ED's comments made in jest are almost a check list of how they actually work. I'm not kidding.
"I mean what the fuck are they doing, using shotgun sequencing as an insertion technique? Reannealing the strands with crazy glue? cloning the samples with fucking reverse transcriptase? I mean come on!!"
Pretty much.
And their not just big, their THE BIGGEST and they use their money and power to strong arm and crush smaller independent companies and manipulate government regulation and policies.
"Such ridiculous patents had no part in the whole history of humanity. As Boldrin and Levine write,
until the early 1970s animal and plant species innovation flourished without much in the way of protection from intellectual monopoly. Breeders would develop a new plant variety, the initial seeds of which were sold to farmers at relatively high prices. Farmers were then free to reproduce and resell such seeds on the market and compete with the initial breeders, without the latter bringing them to court.
In fact, some bozo tried to patent a species in 1889, but the patent commissioner rejected it as "unreasonable and impossible." Exactly. But this changed in stages. The Plant Patent Act of 1930 provided very narrow coverage, which was later extended in the 1950s. Then in 1970 the Plant Variety Protection Act extended such protection to plants that are sexually reproduced. Then between 1980 and 1987 patent protection was for the first time extended to the products of biotechnology. Then all hell broke loose as seeds and species and even genetic codes came to be monopolized by private parties holding government privileges.

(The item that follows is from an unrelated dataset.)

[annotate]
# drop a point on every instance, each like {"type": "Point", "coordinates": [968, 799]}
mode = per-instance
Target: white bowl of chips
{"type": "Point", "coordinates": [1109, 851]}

The tragedy for defenders of the free market is that these monopolies have handed socialists the best case they've ever had to rail against capitalistic exploitation. After all, we are dealing with the staff of life, the very core of the human problem (how to feed ourselves), and this has hit the sweet spot of socialistic bias. We have something here that has always been universally available, a free good for all, that has been transformed by private lobbying into a scarce commodity that has led to countless billions in profits for a handful for monopolists like Monsanto and Dupont, who spend their billions lobbying to keep their privileges and fighting those who would dare trespass on their proprietary "ownership" of knowledge."